The Airfield in Leyburn was host to many RAAF units between July 1944 and December 1945. The units consisted of 21 Squadron, 23 Squadron, 99 Squadron and 200 Special Duties Flight. All units stationed at Leyburn flew B-24 Liberator bombers. Both the No. 21 Squadron RAAF and No. 23 Squadron RAAF prior to B-24 Liberator bombers, flew Vultee Vengeance aircraft.RAAF Squadron 99 and 200 Special Duties Flight both in February 1945 formed at Leyburn Airfield.

By late February 1945, the Leyburn Airfield was crowded with an estimated number of personnel on site between 1,000 and 1,300. RAAF Squadron 99 was eventually moved to Jondaryan in March 1945 due to the overcrowding.
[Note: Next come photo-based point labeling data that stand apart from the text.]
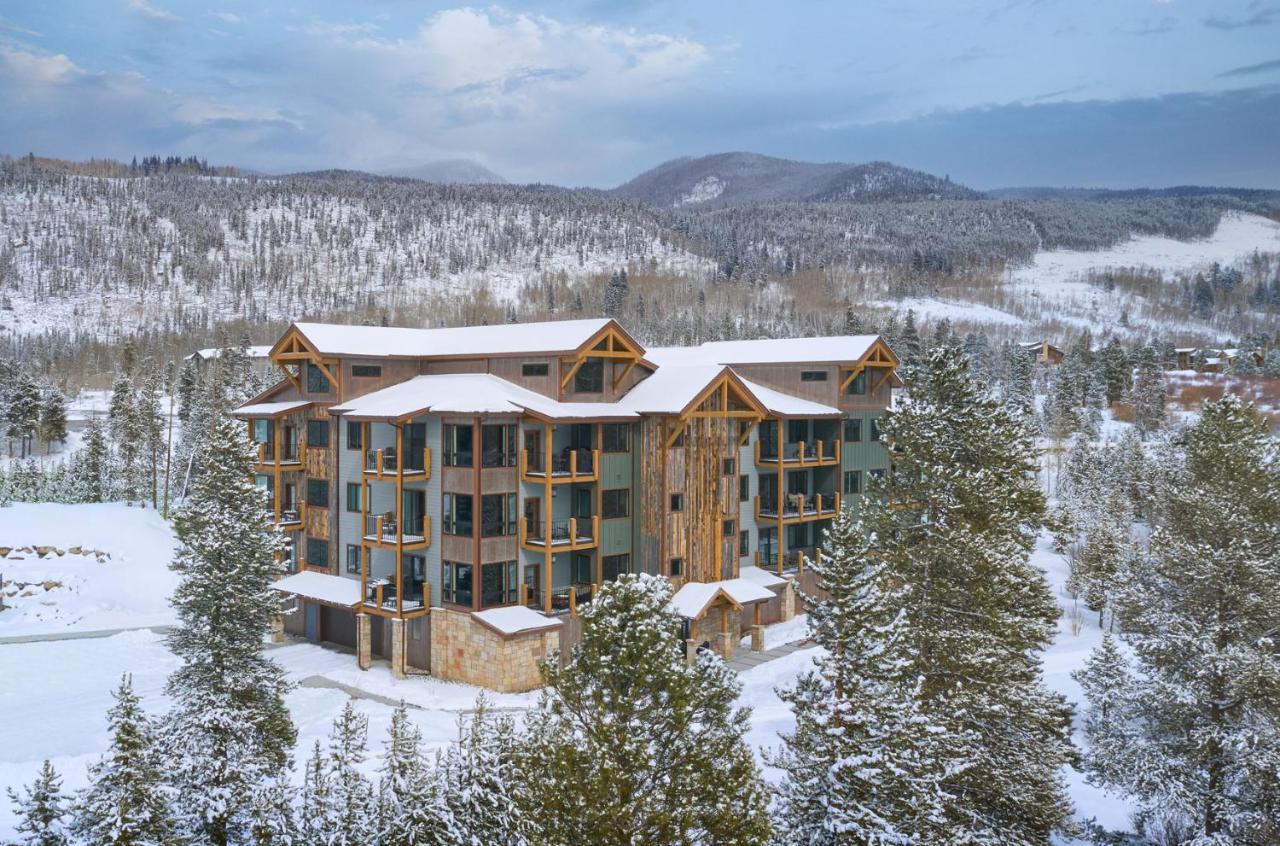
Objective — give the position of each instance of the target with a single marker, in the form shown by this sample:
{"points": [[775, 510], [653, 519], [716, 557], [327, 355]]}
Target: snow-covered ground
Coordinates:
{"points": [[127, 585]]}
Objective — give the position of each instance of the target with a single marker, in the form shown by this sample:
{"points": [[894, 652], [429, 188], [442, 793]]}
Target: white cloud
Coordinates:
{"points": [[149, 10]]}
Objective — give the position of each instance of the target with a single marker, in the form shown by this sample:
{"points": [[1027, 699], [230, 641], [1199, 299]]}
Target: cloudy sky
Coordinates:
{"points": [[993, 92]]}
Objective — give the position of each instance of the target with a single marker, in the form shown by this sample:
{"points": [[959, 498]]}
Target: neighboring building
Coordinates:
{"points": [[1043, 352], [452, 495]]}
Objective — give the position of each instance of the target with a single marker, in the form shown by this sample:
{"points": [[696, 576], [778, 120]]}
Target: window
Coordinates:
{"points": [[616, 503], [318, 383], [589, 378], [457, 515], [318, 493], [497, 515], [457, 584], [498, 446], [615, 566], [318, 552], [498, 584], [616, 438], [318, 433], [457, 444]]}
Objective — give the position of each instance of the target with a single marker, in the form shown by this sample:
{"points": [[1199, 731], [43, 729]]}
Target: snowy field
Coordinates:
{"points": [[56, 693]]}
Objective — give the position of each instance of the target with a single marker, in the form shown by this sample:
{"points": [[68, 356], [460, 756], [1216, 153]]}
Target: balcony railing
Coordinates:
{"points": [[575, 533], [570, 465], [387, 462], [799, 507], [818, 453]]}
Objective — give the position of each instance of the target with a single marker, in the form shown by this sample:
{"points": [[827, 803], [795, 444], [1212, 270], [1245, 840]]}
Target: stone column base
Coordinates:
{"points": [[364, 641], [398, 648], [725, 645]]}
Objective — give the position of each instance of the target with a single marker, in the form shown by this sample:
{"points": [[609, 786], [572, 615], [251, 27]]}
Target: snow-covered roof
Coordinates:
{"points": [[787, 350], [787, 406], [332, 590], [215, 352], [513, 620], [270, 408], [472, 394], [502, 339], [693, 600]]}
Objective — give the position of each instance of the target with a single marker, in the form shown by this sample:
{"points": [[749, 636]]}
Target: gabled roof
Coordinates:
{"points": [[472, 394], [461, 342]]}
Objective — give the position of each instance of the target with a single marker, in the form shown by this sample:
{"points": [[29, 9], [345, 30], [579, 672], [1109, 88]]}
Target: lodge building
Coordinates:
{"points": [[452, 497]]}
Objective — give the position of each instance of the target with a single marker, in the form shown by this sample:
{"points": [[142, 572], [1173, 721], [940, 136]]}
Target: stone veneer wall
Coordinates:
{"points": [[466, 650]]}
Soon afterwards, 200 Special Duties Flight moved in, and was also the last to leave Leyburn due to the overcrowding, disbanding in December 1945.

== Units ==
The following units based at Leyburn Airfield.

- No. 21 Squadron RAAF, 1944 - 1945, equipped with Vultee Vengeance, later B-24 Liberator bombers.
- No. 23 Squadron RAAF, 1944 - 1945, equipped with Vultee Vengeance, later B-24 Liberator bombers.
- No. 99 Squadron RAAF, February 1945 - March 1945, equipped with B-24 Liberator bombers.
- No. 200 Special Duties Flight RAAF, February 1945 - December 1945, equipped with B-24 Liberator bombers.

== Post-war ==
Leyburn Airfield sat vacant for 2 years before the Australian Federal Government moved to close down the site. However, this proposal was contested in 1947 by the Warwick City Council in addition to the Rosenthal, Allora and Glengallan Shire councils who launched a joint protest to save the airfield which had a construction cost of £1,500,000. The site closure was later further contested by the Pittsworth Shire Council in 1948. Following the Department of Civil Aviation’s decision on classifying Leyburn Airfield as abandoned, the Federal Government sold the gravel on the runway which was its original goal.

In 1949, the airfield held the 1949 Australian Grand Prix. Two of its runways were used as the race track.